パターソンは、おもちゃの猫を与えましたが、ココは気に入りませんでした。
そこで本物の生きた子猫を与えることになりました。
当初は、ココが子猫を殺してしまうことが危惧されました。
しかし、ココは子猫の体を舐めたり、抱きかかえたりして、愛情を注いで子猫を育てました。
ゴリラのその他雑学 その2
2005年、大人のメスのローランドゴリラが、コンゴ共和国のヌアバレ・ンドキ国立公園で、杖を使って水深を測る様子が確認されました。
野生のゴリラの道具使用が確認されたのは、初めてのことです。
チンパンジーやボノボ、オランウータンの道具の使用は、すでに知られていましたが、道具を使う必要性がないゴリラは、その能力を失ったと考えられていました。
なぜ、ゴリラは道具を使う必要がないのでしょうか?
それは、ゴリラが大型類人猿のなかでも最大で、しかも、木の実を簡単に砕く歯を持っているからです。
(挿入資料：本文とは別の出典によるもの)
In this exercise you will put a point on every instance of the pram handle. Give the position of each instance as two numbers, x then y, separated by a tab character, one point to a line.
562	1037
アリ塚も素手で粉砕できるため、道具を使わずにシロアリを補食できるというわけですね。
しかし、杖を使う姿が観察されることによって、「道具使用に必要な知能は、ゴリラが人間やチンパンジーなどと分岐する前に進化した」とする説が有力になりました。
研究チームは、「人間に固有ではない証拠がさらに増えた」と述べています。
ゴリラのまとめ
以上、ゴリラとその知能についていかがでしたか?
ゴリラは、考えるよりも行動、いわゆる脳筋のイメージで語られることが多いのですが、実は知能が非常に高いです。
腕力と知性を兼ね備えたゴリラ、おそるべしですね。